40.6 Monitoring etcd: Key Metrics and Alerts

Alright, let’s get our hands dirty with etcd monitoring. Think of etcd as the meticulous, slightly neurotic librarian for your entire Kubernetes cluster. It doesn’t just store where the books are; it is the library’s card catalog. If it gets slow, starts dropping index cards, or just decides to take a long lunch, your entire cluster grinds to a halt. We’re not just checking if the lights are on; we’re checking its pulse, its reflexes, and its stress levels.

The Golden Signals: What to Watch and Why

You can’t fix what you can’t measure, so let’s talk about the four key metrics that tell you 95% of what’s happening inside etcd.

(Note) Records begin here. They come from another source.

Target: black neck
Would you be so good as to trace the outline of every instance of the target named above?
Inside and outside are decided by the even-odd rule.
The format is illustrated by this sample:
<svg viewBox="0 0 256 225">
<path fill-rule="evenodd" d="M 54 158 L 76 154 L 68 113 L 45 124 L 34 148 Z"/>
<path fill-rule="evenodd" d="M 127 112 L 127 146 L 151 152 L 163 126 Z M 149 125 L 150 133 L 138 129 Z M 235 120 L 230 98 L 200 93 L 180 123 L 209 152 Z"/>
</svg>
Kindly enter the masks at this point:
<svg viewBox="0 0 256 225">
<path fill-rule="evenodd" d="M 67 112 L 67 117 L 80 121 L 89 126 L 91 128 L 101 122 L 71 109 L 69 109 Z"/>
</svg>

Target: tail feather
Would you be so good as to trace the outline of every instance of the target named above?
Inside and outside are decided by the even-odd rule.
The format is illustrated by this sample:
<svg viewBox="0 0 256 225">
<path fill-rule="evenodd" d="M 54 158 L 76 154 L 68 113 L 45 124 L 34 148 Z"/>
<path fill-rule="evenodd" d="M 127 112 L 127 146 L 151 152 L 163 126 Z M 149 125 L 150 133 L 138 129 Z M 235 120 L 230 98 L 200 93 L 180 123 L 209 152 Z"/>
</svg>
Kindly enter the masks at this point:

First, leader changes. etcd is a Raft-based consensus protocol, which means it elects a leader to handle all writes. This is great for consistency, but it’s a bit like herding cats. If the leader keeps changing (a “raft instability”), it’s a massive red flag. Every time a new leader is elected, the cluster blocks for a few heartbeats to get its act together. Too many of these, and your API server requests will start timing out. You want this number to be as close to zero as possible.

Second, commit latency. This is the time between a request (like kubectl apply) being proposed and being committed to etcd’s disk. This is your primary performance metric. High latency here means your API server clients are sitting around waiting, and users start complaining that kubectl is “slow.” You’ll see this measured in milliseconds, and you should care about both the average and, more importantly, the 99th percentile (p99). The p99 latency tells you about the worst-case scenarios that are actually ruining your users’ day.

Third, wal_fsync_duration_seconds. This is the latency of the Write-Ahead Log (WAL) sync to disk. etcd is a stickler for data safety—it must fsync your data to disk before it tells the client the write was successful. If your disk is slow (looking at you, spinning rust, or a badly over-provisioned cloud disk), this metric will skyrocket and take your commit latency with it. This is almost always an I/O subsystem problem.

Fourth, etcd_server_leader_changes_seen_total. Scrape this counter metric and alert on a rate() increase. A steady, non-zero rate here means your cluster is unstable. The usual culprits are network latency between members or a system under too much load to respond to Raft heartbeats in time.

Setting Up a Basic Monitoring Stack

You’re probably using Prometheus, so here’s a practical example. First, make sure you’re scraping etcd’s metrics endpoint. etcd exposes its metrics on its client port (usually 2379) at /metrics. Your scrape config might look something like this:

# prometheus.yml snippet
scrape_configs:
  - job_name: 'etcd'
    static_configs:
    - targets: ['10.0.1.10:2379', '10.0.1.11:2379', '10.0.1.12:2379']
    scheme: https
    tls_config:
      ca_file: /path/to/etcd-ca.crt
      cert_file: /path/to/etcd-client.crt
      key_file: /path/to/etcd-client.key
    insecure_skip_verify: false # Never set this to true in production, you maniac.

Now, let’s translate those golden signals into actual PromQL queries you can throw into a dashboard or alert.

# Alert on frequent leader changes
rate(etcd_server_leader_changes_seen_total[15m]) > 0

# High commit latency (alert if 99th percentile exceeds 100ms for 10m)
histogram_quantile(0.99, rate(etcd_disk_backend_commit_duration_seconds_bucket[5m])) > 0.1

# High WAL fsync latency (alert if 99th percentile exceeds 1s for 10m)
histogram_quantile(0.99, rate(etcd_disk_wal_fsync_duration_seconds_bucket[5m])) > 1

The Sneaky Pitfalls: What They Don’t Tell You in the Manual

Now for the real-world stuff. The designers made some… interesting choices.

Pitfall #1: The Memory Blowup. etcd isn’t just a simple key-value store; it’s a multiversion concurrency control (MVCC) store. It keeps a history of key changes. This is fantastic for watch functions, but it means its internal memory usage is proportional to the number of changes, not just the total data size. If you have pods churning constantly, you’re generating a huge amount of revision history. This will balloon etcd’s memory usage until it eventually runs defrag (which is another performance hit). You must monitor etcd_mvcc_db_total_size_in_bytes and etcd_server_quota_backend_bytes. If the database size gets too close to the quota, etcd will go into a read-only maintenance mode to avoid data corruption. Not fun.

Pitfall #2: The Quiet TCP Slaughter. etcd uses HTTP/2 for client communication and gRPC for member communication. Both can, under heavy load, lead to TCP connection starvation. You might see mysterious “broken pipe” or “context deadline exceeded” errors in your API servers even though etcd metrics look fine. This is a systems-level problem. Monitor the number of open connections to your etcd members (netstat -an | grep :2379 | wc -l is a start) and your OS’s TCP retransmission rates.

The bottom line? Monitor the metrics, but also monitor the system etcd runs on. No amount of brilliant software can outrun the physical limitations of a bad disk or a congested network.